The violence of the tide abated, though the wind increased, and the Anglesey end was drawn into its place beneath the corbelling (bracket-shaped supports) in the masonry. As the tide went down, the pontoons deposited their valuable cargo on the welcome shelf at either end. The successful issue was greeted by cannon from the shore and by the hearty cheers of many thousands of spectators, whose sympathy and anxiety had been but too clearly indicated by the unbroken silence with which the whole operation had been accompanied.
By midnight all the pontoons had been got clear of the tube, which now hung suspended over the waters of the straits by its two ends, which rested upon the edges cut in the rock for the purpose at the base of the Britannia and Anglesey towers respectively, up which the tube had now to be lifted by hydraulic power to its permanent place near the summit. The accuracy with which the gigantic beam had been built may be inferred from the fact that, when it had passed into its place, a clear space of only about three-quarters of an inch remained between the iron plating and the rock outside of it.
A £5,000 Slip
The next process was the lifting of the tube into its place, which was performed deliberately and cautiously. This was done by the powerful hydraulic presses situated at the top of the towers, a few feet at a time. Stephenson records how his engineers came to him and said that the lifting could be done in a day, or two at the most, and how he replied: “You must only raise the tube inch by inch and build under it as you rise.” When it had been got up by successive stages in this way to a height of about 24 feet an unexpected accident happened. Without the least warning, one of the hydraulic presses burst and the tube fell 7 inches on to the packings which had been built up underneath it.
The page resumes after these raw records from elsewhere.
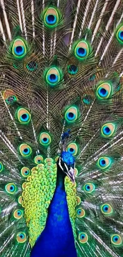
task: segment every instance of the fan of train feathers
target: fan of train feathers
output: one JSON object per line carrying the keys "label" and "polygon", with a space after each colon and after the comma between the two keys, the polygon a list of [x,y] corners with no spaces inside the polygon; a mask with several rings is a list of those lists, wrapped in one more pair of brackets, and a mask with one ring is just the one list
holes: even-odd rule
{"label": "fan of train feathers", "polygon": [[0,2],[0,256],[30,256],[70,131],[78,256],[123,256],[122,0]]}

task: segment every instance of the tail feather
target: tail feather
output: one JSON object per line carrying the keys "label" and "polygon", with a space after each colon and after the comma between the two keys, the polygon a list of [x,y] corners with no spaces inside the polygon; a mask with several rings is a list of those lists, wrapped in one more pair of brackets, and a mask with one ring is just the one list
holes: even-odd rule
{"label": "tail feather", "polygon": [[31,200],[25,183],[31,185],[39,168],[40,190],[47,195],[42,210],[43,201],[49,206],[52,167],[70,129],[65,146],[76,158],[78,256],[121,257],[122,1],[0,4],[0,254],[30,256],[30,218],[21,205],[24,192]]}

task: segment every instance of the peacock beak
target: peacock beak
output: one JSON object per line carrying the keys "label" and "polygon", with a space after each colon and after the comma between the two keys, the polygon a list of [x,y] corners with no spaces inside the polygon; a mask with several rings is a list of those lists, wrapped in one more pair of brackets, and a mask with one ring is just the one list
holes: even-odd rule
{"label": "peacock beak", "polygon": [[73,183],[75,183],[75,176],[74,175],[74,169],[73,169],[72,167],[71,167],[71,168],[67,172],[66,174],[67,176],[69,178],[72,182]]}

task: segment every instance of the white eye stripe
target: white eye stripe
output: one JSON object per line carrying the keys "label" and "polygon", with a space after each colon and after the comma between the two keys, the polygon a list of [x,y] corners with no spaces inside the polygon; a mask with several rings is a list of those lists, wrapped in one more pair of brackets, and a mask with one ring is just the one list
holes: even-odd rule
{"label": "white eye stripe", "polygon": [[62,168],[62,166],[61,166],[61,157],[60,157],[60,159],[59,159],[59,165],[60,167],[61,168],[61,169],[63,171],[63,168]]}
{"label": "white eye stripe", "polygon": [[66,168],[67,169],[67,171],[68,171],[68,167],[67,167],[67,165],[66,165],[66,163],[64,163],[64,166],[65,166],[65,167],[66,167]]}

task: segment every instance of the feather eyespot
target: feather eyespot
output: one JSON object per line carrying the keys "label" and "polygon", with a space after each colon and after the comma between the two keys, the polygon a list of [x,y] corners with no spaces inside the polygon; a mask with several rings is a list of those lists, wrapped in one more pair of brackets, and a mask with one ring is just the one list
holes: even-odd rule
{"label": "feather eyespot", "polygon": [[110,96],[111,90],[111,85],[109,83],[102,83],[97,89],[97,96],[100,99],[107,99]]}
{"label": "feather eyespot", "polygon": [[20,108],[17,111],[17,117],[19,121],[23,124],[27,124],[30,121],[31,116],[26,109]]}
{"label": "feather eyespot", "polygon": [[2,162],[0,162],[0,172],[1,172],[3,170],[3,165]]}
{"label": "feather eyespot", "polygon": [[71,143],[67,146],[67,150],[73,155],[76,155],[78,152],[78,147],[75,143]]}
{"label": "feather eyespot", "polygon": [[85,212],[84,209],[79,208],[77,210],[77,216],[79,218],[83,218],[85,216]]}
{"label": "feather eyespot", "polygon": [[8,183],[5,186],[5,190],[9,194],[14,194],[16,190],[16,187],[13,183]]}
{"label": "feather eyespot", "polygon": [[51,136],[48,133],[43,132],[40,134],[39,141],[42,146],[48,146],[51,142]]}
{"label": "feather eyespot", "polygon": [[32,152],[31,148],[27,144],[21,144],[19,146],[19,151],[23,157],[29,156]]}
{"label": "feather eyespot", "polygon": [[13,214],[13,216],[15,219],[20,219],[23,216],[23,213],[22,210],[19,209],[15,210]]}
{"label": "feather eyespot", "polygon": [[68,73],[71,75],[76,74],[78,70],[78,67],[75,64],[71,64],[68,65],[67,69]]}
{"label": "feather eyespot", "polygon": [[36,164],[39,164],[43,161],[43,157],[42,155],[37,155],[34,157],[34,161]]}
{"label": "feather eyespot", "polygon": [[116,246],[121,245],[123,243],[121,236],[117,234],[112,235],[111,236],[111,240],[112,244]]}
{"label": "feather eyespot", "polygon": [[78,110],[76,107],[75,106],[71,106],[66,111],[65,119],[67,121],[69,122],[74,122],[77,119],[78,115]]}
{"label": "feather eyespot", "polygon": [[118,29],[116,36],[119,43],[122,44],[123,43],[123,26],[122,25]]}
{"label": "feather eyespot", "polygon": [[102,135],[106,137],[110,137],[113,134],[115,128],[115,124],[114,123],[106,123],[101,128]]}
{"label": "feather eyespot", "polygon": [[62,77],[61,71],[55,67],[51,68],[47,70],[45,75],[46,82],[51,87],[56,85]]}
{"label": "feather eyespot", "polygon": [[26,67],[29,70],[30,70],[31,71],[34,71],[34,70],[37,70],[38,66],[38,64],[36,62],[31,61],[27,63]]}
{"label": "feather eyespot", "polygon": [[87,42],[84,40],[80,41],[74,50],[75,57],[80,60],[85,59],[89,54],[89,45]]}
{"label": "feather eyespot", "polygon": [[18,38],[14,41],[12,48],[13,55],[16,58],[21,59],[26,54],[27,47],[25,42],[22,39]]}
{"label": "feather eyespot", "polygon": [[84,186],[84,190],[87,193],[92,193],[95,189],[96,187],[93,183],[86,183]]}
{"label": "feather eyespot", "polygon": [[105,169],[110,166],[112,162],[112,160],[110,157],[103,157],[99,158],[97,163],[100,168]]}
{"label": "feather eyespot", "polygon": [[89,240],[88,235],[86,233],[79,232],[78,240],[80,243],[81,244],[85,244],[88,242]]}
{"label": "feather eyespot", "polygon": [[23,177],[26,178],[30,175],[30,171],[29,168],[27,167],[23,167],[21,169],[21,173]]}
{"label": "feather eyespot", "polygon": [[61,21],[61,15],[59,10],[53,7],[45,8],[43,16],[45,25],[49,29],[56,27],[59,22]]}
{"label": "feather eyespot", "polygon": [[24,232],[18,233],[16,236],[16,240],[18,243],[25,243],[27,240],[25,233]]}
{"label": "feather eyespot", "polygon": [[100,207],[100,210],[102,213],[106,215],[110,215],[113,212],[113,209],[110,204],[108,203],[103,204]]}

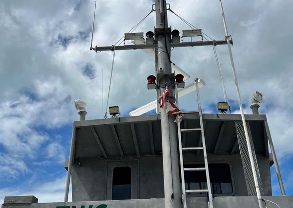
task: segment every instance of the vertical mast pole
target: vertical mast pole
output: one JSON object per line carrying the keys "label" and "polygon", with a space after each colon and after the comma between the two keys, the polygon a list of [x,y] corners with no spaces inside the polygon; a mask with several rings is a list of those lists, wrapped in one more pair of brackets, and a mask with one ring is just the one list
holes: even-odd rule
{"label": "vertical mast pole", "polygon": [[[166,0],[156,0],[156,28],[162,29],[163,33],[157,34],[158,48],[156,51],[156,74],[157,75],[160,69],[164,73],[171,73],[169,58],[170,34],[166,34],[168,27],[167,11]],[[160,72],[160,73],[162,73]],[[158,82],[160,86],[164,87],[167,82],[167,87],[173,80],[161,76]],[[164,89],[157,91],[157,99],[164,93]],[[169,87],[169,96],[173,97],[174,90],[172,85]],[[160,109],[162,131],[162,144],[165,208],[179,208],[182,207],[179,170],[178,165],[177,136],[175,116],[167,116],[166,104]]]}
{"label": "vertical mast pole", "polygon": [[225,39],[227,42],[228,46],[228,49],[229,50],[229,54],[230,54],[230,60],[231,61],[231,65],[232,65],[232,69],[233,71],[233,76],[234,77],[234,81],[235,82],[235,86],[236,87],[236,91],[237,92],[237,96],[238,97],[238,103],[239,105],[239,108],[240,109],[240,112],[241,113],[241,118],[242,118],[242,123],[243,124],[243,128],[244,129],[244,133],[245,134],[245,138],[246,139],[246,143],[247,144],[247,148],[248,149],[248,154],[249,155],[249,158],[250,159],[251,164],[251,170],[252,171],[252,175],[253,176],[253,180],[254,181],[254,185],[255,186],[255,189],[256,190],[256,195],[257,196],[257,200],[258,201],[258,205],[260,208],[263,208],[262,200],[260,195],[260,190],[259,190],[259,186],[258,185],[258,182],[257,181],[257,177],[256,176],[256,171],[255,170],[255,166],[254,164],[254,161],[253,161],[253,157],[252,156],[252,153],[251,151],[251,145],[249,139],[249,136],[248,135],[248,132],[247,131],[247,127],[246,126],[246,121],[245,121],[245,118],[244,117],[244,113],[243,112],[243,108],[242,108],[242,102],[241,101],[241,98],[240,97],[240,93],[239,92],[239,89],[238,84],[238,81],[237,77],[236,76],[236,71],[235,70],[235,66],[234,65],[234,61],[233,60],[233,56],[232,55],[232,51],[231,50],[231,46],[230,45],[230,38],[228,35],[228,31],[227,30],[227,26],[226,24],[226,19],[225,18],[225,15],[224,14],[224,9],[223,8],[223,5],[222,4],[222,0],[220,0],[220,4],[221,5],[221,10],[222,11],[222,17],[223,18],[223,22],[224,23],[224,27],[225,28]]}

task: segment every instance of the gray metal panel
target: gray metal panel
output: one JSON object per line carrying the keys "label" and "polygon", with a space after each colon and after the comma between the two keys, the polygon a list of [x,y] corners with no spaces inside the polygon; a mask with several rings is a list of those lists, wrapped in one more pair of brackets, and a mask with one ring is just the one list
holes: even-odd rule
{"label": "gray metal panel", "polygon": [[141,154],[142,155],[151,155],[148,123],[136,123],[134,126]]}
{"label": "gray metal panel", "polygon": [[[207,152],[213,152],[215,147],[217,145],[216,154],[230,154],[238,152],[237,144],[234,146],[235,138],[236,137],[234,121],[241,120],[240,115],[203,114],[203,116],[204,122],[206,122],[205,134]],[[248,121],[250,121],[255,152],[266,155],[268,146],[264,145],[265,139],[263,131],[263,121],[266,119],[265,116],[250,115],[246,115],[246,117]],[[187,114],[183,117],[181,128],[183,128],[184,125],[185,128],[199,128],[199,119],[197,113]],[[223,122],[226,123],[225,128],[223,130],[220,141],[217,144]],[[105,154],[101,151],[101,145],[98,145],[96,138],[91,131],[90,127],[92,127],[96,129],[105,154],[109,158],[121,157],[111,130],[113,126],[116,129],[124,155],[126,157],[137,156],[129,124],[133,124],[135,127],[140,155],[160,154],[162,152],[160,119],[158,115],[77,121],[74,123],[76,126],[79,126],[77,127],[75,159],[78,157],[80,158],[105,157]],[[151,124],[152,130],[153,138],[151,141],[150,140],[151,139],[151,135],[149,132],[149,123]],[[199,132],[184,132],[182,134],[186,138],[185,142],[183,142],[183,147],[198,146],[201,135]],[[153,149],[152,143],[153,143]],[[197,153],[202,154],[202,152],[194,152],[191,154]]]}
{"label": "gray metal panel", "polygon": [[117,125],[116,129],[125,156],[128,157],[136,156],[130,126],[128,124]]}

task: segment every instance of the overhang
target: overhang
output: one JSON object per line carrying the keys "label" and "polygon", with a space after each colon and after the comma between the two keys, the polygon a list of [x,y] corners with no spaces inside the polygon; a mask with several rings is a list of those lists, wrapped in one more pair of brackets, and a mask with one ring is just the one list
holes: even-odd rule
{"label": "overhang", "polygon": [[[181,128],[199,128],[199,115],[184,113]],[[246,115],[256,154],[269,157],[264,115]],[[240,115],[203,114],[208,153],[231,154],[239,152],[235,122]],[[114,117],[75,121],[74,158],[139,158],[162,154],[161,119],[158,115]],[[201,144],[200,132],[182,133],[183,147]],[[194,153],[194,154],[196,154]]]}

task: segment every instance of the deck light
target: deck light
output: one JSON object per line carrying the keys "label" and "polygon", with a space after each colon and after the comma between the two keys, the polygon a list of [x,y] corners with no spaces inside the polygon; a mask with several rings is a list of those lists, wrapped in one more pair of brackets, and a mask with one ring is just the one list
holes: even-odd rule
{"label": "deck light", "polygon": [[74,105],[75,108],[80,115],[80,120],[85,120],[85,115],[87,114],[86,112],[86,103],[81,100],[74,100]]}
{"label": "deck light", "polygon": [[179,36],[179,31],[176,29],[174,29],[172,31],[172,39],[171,42],[172,43],[180,43],[180,37]]}
{"label": "deck light", "polygon": [[119,107],[118,106],[110,106],[109,107],[109,113],[110,115],[112,115],[112,117],[116,117],[116,115],[118,114],[118,116],[120,114],[119,111]]}
{"label": "deck light", "polygon": [[220,111],[222,114],[227,113],[228,110],[228,103],[226,102],[218,102],[217,109]]}
{"label": "deck light", "polygon": [[250,108],[252,110],[252,114],[258,114],[259,103],[263,100],[262,94],[259,92],[255,91],[251,95],[249,100],[251,101]]}
{"label": "deck light", "polygon": [[157,89],[156,84],[156,77],[153,75],[150,75],[146,78],[147,79],[147,90],[155,90]]}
So small a fall may appear to be of slight consequence; but the momentum acquired by the 900 tons of iron grew, even in that small distance, to such proportions as to crumple up solid castings as if they had been mere biscuit boxes. This accident strained the tube, though fortunately not to a serious extent, and added an item of £5,000 to the cost (£234,450) of building the bridge.
A new cylinder having been provided, the tube was raised to its final position. In due course its three gigantic brothers, each of which, if stood on end in St. Paul’s Churchyard, would tower 100 feet above the great cross, were set in their respective places. The four smaller tubes were similarly raised. All four tubes for each track of rails were then joined together to form a continuous girder, 1,511 feet long and weighing about 5,000 tons, attached firmly to the Britannia Tower, but resting upon rollers on the two land piers and the abutments, to allow for expansion and contraction of the metal.
On March 5, 1850, the now completed bridge was subjected to severe tests. First, three locomotives, coupled together, were moved across. Then a train of twenty-four loaded coal wagons and finally a heavy testing train of several hundred tons crossed at a speed of 35 miles an hour. The deflection caused by the load was less than half an inch, or barely one twenty-fifth of that to which the bridge might be subjected without danger. Such test deflections are only temporary.
BUILDING THE TUBES FOR THE BRITANNIA BRIDGE across the Menai Straits. The tubes were built an shore platforms, floated on rafts to the site of the bridge (seen in the background) and raised into position by hydraulic presses. Two million rivets, each 4 in. long and weighing 900 tons in all, were used to hold the plates of the tubes together.